Dead End (1937) ****


Audiences coming to this film expecting another typical Bogart gangster movie may be disappointed to discover that it is in fact a social drama that just happens to have a Bogart gangster as one of the characters, and a secondary one at that.
But they shouldn’t, because it’s an always engrossing, sometimes moving and unusually serious piece of work, with an overt social conscience rare for a Hollywood movie of its time.
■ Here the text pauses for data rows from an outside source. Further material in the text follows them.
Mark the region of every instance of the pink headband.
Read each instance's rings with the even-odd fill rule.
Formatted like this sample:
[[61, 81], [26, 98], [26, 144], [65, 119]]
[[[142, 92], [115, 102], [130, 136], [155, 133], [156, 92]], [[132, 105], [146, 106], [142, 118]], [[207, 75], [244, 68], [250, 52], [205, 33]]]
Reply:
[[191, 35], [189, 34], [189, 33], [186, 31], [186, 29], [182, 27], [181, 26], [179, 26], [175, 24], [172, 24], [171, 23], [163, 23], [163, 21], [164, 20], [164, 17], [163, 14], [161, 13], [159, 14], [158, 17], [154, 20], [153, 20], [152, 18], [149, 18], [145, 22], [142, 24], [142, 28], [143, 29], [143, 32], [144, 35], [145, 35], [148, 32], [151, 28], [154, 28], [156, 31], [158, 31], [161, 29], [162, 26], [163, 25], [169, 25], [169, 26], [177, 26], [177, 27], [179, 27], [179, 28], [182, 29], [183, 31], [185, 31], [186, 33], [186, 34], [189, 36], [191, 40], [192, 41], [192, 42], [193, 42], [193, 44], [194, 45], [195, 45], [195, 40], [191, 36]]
Adapted from a hugely successful play by Sidney Kingsley, Dead End is striking in its effort to convey, more vividly than any film made since the introduction of the Hays censorship code, a realistic portrayal of New York slum life, a world of poverty, causal violence, prostitution and squalor, cleverly staged on stylised but brilliantly designed and photographed sets.
It also addresses class tensions in an unusually frank manner, with Sylvia Sidney’s Drina striking for better working conditions, and Joel McCrea’s Dave, the former slum boy who trained as an architect and wants to build a new future away from the ghetto, torn between his feelings for Drina and his infatuation with Kay (Wendy Barrie) one of New York’s upper set, whose town house overlooks the tenements. (Ironically, in real life it was Barrie who thought it cute to hang out with thugs.)
Into this carefully delineated world comes Bogart’s ‘Baby Face’ Martin, a notorious gangster on the run, returning home to flaunt his new affluence and catch up with his mother and old girlfriend Francey.
These scenes are among the most powerful in the film, and feature some of Bogart’s best ever acting work, as he is first tearfully rejected by his mother (Marjorie Main), now old, dejected and repulsed by the man he has become, and then horrified to discover that Francey (a stunning cameo from Claire Trevor) has become a tired and wasted prostitute.

The film is also important for introducing the Dead End Kids, an ensemble of naturalistic teenage actors who would go on to take supporting roles in several Warner Brothers crime films (notably Angels With Dirty Faces) and ultimately, in variously renamed and arranged conglomerations, in a series of increasingly comic second-feature vehicles of their own. Here, as the street gang exactly like the one in which both Dave and Baby Face started out, they represent the perpetuation of the crime and violence that the slums breed, a visual symbol of hopelessness and despair, for all their amusing banter and seeming lust for life.